The projects span oilfield chemicals, metal processing, consumer manufacturing and logistics infrastructure. According to the company’s announcement and matching local reports, Haber/Elixir will establish an oilfield chemicals blending facility, Grand Line Industries will set up a car-cleaning products plant, and Precent Enterprises Metals Coating will develop a metal forming and coating facility. Unibal Group Investment is moving ahead with what KEZAD described as its second industrial and logistics warehousing project in Abu Dhabi and its first in KEZAD Al Ain, branded Unibal Park II, while Al Lul Transport & General Contracting will develop a large warehousing and industrial logistics project at Al Ma’mourah.
Abdullah Al Hameli, chief executive of Economic Cities and Free Zones at AD Ports Group, said the new agreements reflected steady demand for industrial and logistics assets linked to “real economic activity” in Abu Dhabi. He said the scale of investment, the spread of sectors involved and the number of jobs attached to the projects would strengthen the emirate’s industrial base by adding production and warehousing capacity across the wider trade ecosystem.
The investment is modest by the standards of mega industrial developments in the Gulf, yet it carries weight because it broadens the tenant mix rather than relying on a single flagship deal. That matters for Abu Dhabi’s industrial strategy, which has increasingly focused on building clusters that can absorb manufacturers of different sizes, support localisation of supply chains and make room for logistics operators serving both domestic and export markets. The Al Ain component is especially notable because it signals a push to anchor more industrial activity inland, away from the coastal port belt, while still linking it to the emirate’s wider freight and trade network.
The timing also fits a stronger growth story for KEZAD and its parent group. KEZAD said the new agreements build on momentum from 2025, when it reached 73.6 square kilometres of leased land and recorded 3.3 square kilometres of net new land leases, with 67 per cent of total leases tied to industrial and manufacturing activity. AD Ports Group reported that its Economic Cities and Free Zones cluster generated AED2.87 billion in revenue in 2025, up 45 per cent year on year, helped by rising warehouse income and continued land-lease activity.

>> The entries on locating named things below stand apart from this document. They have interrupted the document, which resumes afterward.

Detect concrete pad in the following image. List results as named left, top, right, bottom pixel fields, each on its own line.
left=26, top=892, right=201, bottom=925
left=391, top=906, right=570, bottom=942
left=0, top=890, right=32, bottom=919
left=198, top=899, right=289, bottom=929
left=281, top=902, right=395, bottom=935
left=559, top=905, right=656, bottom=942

Those figures point to a broader pattern in Abu Dhabi’s development model. Industrial zones are being used not only as real-estate platforms but as policy tools to attract manufacturing capacity, warehouse demand and sector-specific ecosystems. KEZAD has been expanding specialised offerings across metals, automotive, food and agri-industrial segments, giving investors access to infrastructure that is already connected to ports, roads and export channels. That plug-and-play model has become more valuable as companies seek shorter delivery routes, more resilient regional supply chains and lower set-up times.

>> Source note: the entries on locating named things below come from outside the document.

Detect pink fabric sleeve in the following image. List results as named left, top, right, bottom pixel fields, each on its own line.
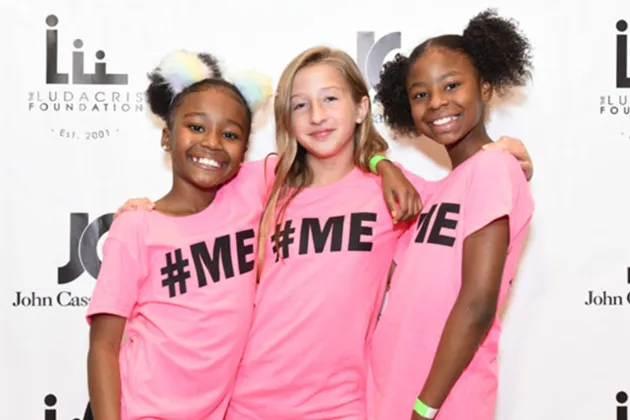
left=464, top=150, right=528, bottom=237
left=87, top=210, right=147, bottom=323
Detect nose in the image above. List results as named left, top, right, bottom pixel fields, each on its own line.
left=429, top=91, right=448, bottom=109
left=202, top=130, right=223, bottom=149
left=311, top=102, right=326, bottom=124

Another point of interest is the composition of the new tenants. Oilfield chemicals and metal coating tie into the Gulf’s enduring demand for industrial inputs, while car-care products and logistics warehousing suggest confidence in consumer-linked and distribution-led activity. Such a mix reduces dependence on one cycle or one end-market. It also shows that Abu Dhabi’s industrial zones are courting medium-scale operators that can generate employment and steady occupancy rather than only chasing headline-grabbing capital commitments.

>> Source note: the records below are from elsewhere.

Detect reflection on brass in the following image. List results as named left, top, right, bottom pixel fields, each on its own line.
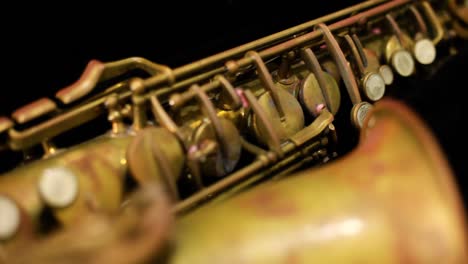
left=11, top=98, right=57, bottom=124
left=56, top=57, right=174, bottom=104
left=4, top=183, right=174, bottom=264
left=385, top=14, right=415, bottom=77
left=410, top=6, right=436, bottom=64
left=0, top=0, right=468, bottom=263
left=351, top=102, right=373, bottom=128
left=299, top=49, right=341, bottom=116
left=345, top=35, right=385, bottom=101
left=173, top=101, right=468, bottom=263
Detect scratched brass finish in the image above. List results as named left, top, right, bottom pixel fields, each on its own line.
left=170, top=101, right=468, bottom=263
left=0, top=0, right=468, bottom=263
left=4, top=183, right=174, bottom=264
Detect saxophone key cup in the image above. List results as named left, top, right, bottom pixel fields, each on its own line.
left=409, top=5, right=437, bottom=65
left=0, top=194, right=36, bottom=244
left=169, top=99, right=468, bottom=263
left=385, top=14, right=415, bottom=77
left=126, top=127, right=185, bottom=198
left=299, top=49, right=341, bottom=117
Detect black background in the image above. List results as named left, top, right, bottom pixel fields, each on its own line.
left=0, top=0, right=468, bottom=208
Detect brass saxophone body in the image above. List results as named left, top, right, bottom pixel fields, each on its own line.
left=0, top=0, right=468, bottom=263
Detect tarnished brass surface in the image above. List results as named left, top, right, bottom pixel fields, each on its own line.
left=0, top=0, right=468, bottom=263
left=170, top=101, right=468, bottom=263
left=0, top=136, right=130, bottom=233
left=0, top=183, right=174, bottom=264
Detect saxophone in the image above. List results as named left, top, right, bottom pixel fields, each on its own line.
left=0, top=0, right=468, bottom=263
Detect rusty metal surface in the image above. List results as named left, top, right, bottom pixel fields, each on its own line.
left=0, top=184, right=174, bottom=264
left=171, top=101, right=468, bottom=263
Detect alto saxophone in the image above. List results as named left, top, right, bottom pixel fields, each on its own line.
left=0, top=0, right=468, bottom=263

For Al Ain, the announcement adds to a longer-running policy aim of broadening the city’s economic base. More factory and warehouse space can help position it as a secondary industrial hub with lower land intensity than coastal areas and with room for future scaling. For Abu Dhabi, the larger Al Ma’mourah project reinforces the value of logistics-oriented sites that can absorb warehousing demand as trade volumes and industrial throughput continue to rise.